With relative rates tilting more in Australia’s favor just as the Fed moves toward cuts, the near-term risk bias for AUD is toward continued outperformance versus USD and low yielders, although persistent Chinese weakness could cap gains on crosses such as AUDJPY and AUDNZD.
🔺 NZD: High beta play on global easing and firm inflation
The New Zealand dollar is trading in the high 0.57s against USD after the RBNZ cut the Official Cash Rate by 25 basis points to 2.25 percent in late November, describing it as a data dependent step with inflation still at the top of its 1 to 3 percent target range.
Annual CPI is running around 3 percent and non-tradeable inflation remains elevated, so markets expect only a shallow easing cycle, with the policy rate still likely to end 2026 above many developed peers. That relative yield, combined with a softer USD and the prospect of Fed cuts, keeps NZD attractive as a high beta expression of global easing, even as China’s slowdown and a fragile domestic housing market add downside risks.

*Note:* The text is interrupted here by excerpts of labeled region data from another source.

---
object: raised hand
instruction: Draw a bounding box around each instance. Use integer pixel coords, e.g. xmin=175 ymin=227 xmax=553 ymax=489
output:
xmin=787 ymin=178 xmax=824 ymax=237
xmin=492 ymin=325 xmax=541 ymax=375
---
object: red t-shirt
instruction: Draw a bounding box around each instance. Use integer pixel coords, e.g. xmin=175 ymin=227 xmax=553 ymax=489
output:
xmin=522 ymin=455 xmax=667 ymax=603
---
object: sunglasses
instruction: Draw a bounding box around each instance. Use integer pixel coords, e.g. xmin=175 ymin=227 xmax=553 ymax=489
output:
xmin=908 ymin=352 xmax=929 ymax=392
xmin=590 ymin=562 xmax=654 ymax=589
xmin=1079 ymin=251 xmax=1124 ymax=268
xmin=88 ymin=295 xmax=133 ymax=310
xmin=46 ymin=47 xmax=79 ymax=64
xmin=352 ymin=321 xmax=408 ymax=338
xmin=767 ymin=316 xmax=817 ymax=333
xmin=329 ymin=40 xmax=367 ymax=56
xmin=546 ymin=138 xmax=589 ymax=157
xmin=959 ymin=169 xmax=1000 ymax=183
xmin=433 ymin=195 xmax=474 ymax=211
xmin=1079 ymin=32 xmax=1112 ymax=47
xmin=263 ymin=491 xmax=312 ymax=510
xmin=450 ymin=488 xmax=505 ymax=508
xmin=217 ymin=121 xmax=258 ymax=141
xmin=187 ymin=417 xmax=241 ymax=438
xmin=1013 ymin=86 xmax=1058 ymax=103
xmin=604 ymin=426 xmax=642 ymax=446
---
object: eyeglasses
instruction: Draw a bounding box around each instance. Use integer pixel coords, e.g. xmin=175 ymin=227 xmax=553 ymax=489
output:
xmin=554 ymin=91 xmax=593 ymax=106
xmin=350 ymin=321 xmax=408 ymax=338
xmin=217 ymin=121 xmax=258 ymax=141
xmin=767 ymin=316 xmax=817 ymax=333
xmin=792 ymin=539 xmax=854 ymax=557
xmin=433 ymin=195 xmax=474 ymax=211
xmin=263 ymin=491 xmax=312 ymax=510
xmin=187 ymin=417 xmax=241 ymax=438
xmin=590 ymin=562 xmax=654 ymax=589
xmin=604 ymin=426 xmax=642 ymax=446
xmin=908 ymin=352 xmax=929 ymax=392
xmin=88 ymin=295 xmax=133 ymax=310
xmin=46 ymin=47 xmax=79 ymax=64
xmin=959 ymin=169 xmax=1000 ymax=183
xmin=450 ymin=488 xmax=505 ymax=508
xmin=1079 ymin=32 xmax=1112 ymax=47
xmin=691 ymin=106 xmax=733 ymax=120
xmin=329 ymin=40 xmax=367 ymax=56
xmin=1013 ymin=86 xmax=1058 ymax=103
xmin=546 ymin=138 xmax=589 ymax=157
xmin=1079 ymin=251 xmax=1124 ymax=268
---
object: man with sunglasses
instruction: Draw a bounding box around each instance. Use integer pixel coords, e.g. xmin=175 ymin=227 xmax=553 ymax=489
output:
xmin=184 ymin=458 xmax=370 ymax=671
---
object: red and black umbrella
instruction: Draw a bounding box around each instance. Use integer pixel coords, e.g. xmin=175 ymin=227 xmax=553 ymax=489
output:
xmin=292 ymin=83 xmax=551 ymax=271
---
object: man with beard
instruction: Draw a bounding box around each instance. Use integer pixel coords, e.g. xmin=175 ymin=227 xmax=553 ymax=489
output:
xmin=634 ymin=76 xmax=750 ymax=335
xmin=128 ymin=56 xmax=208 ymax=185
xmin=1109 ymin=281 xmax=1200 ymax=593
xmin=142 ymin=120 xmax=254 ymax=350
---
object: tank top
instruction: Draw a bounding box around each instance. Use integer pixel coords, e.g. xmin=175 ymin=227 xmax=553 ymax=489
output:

Key reference levels that market participants are watching are 0.58 on the topside in NZDUSD and 1.73 to 1.75 in EURNZD. A sustained break in either direction would likely signal a shift in how investors view Antipodean relative value.
Cross asset wrap
🪙 Gold:
Gold is trading near 4,210 dollars per ounce, slightly off recent highs but still up more than 5 percent over the past month as investors hedge against policy mistakes and geopolitical risk while pricing in Fed cuts. If PCE and the Fed confirm a gradual easing path with real yields drifting lower, the underlying backdrop remains supportive, although a sharp rebound in the dollar from sub 99 DXY could trigger bouts of consolidation.
🛢 Oil:
Brent is hovering around 63 dollars, supported by Ukrainian attacks on Russian oil infrastructure and stalled peace talks, yet capped by concerns about oversupply and reduced long term price assumptions from rating agencies. For now, the market looks range bound, with traders using oil more as a barometer of geopolitical risk than as a direct inflation alarm bell.
📈 Stocks:
The MSCI World index is up about 0.2 percent today and roughly mid-teens in percentage terms over the past year, while the VIX sits near 16. This signals a calm but alert equity market that is leaning on the “Fed cutting soon” narrative. Within equities, rate sensitive growth and tech have lagged slightly on valuation concerns, while more cyclical sectors and small caps benefit from lower rate expectations.
₿ Crypto:
Bitcoin is trading around 93,000 dollars after a sharp rebound in recent days, buoyed by expectations that easier Fed policy will support speculative assets and by ongoing interest in spot ETF products. Crypto remains highly volatile and sensitive to shifts in real yields and dollar liquidity, so any hawkish surprise from the Fed or a sudden risk off episode could quickly reverse recent gains.
This is general, educational market commentary, not investment advice or a trading signal. It is meant to help readers understand how current macro data, policy expectations and sentiment are interacting across FX and major asset classes.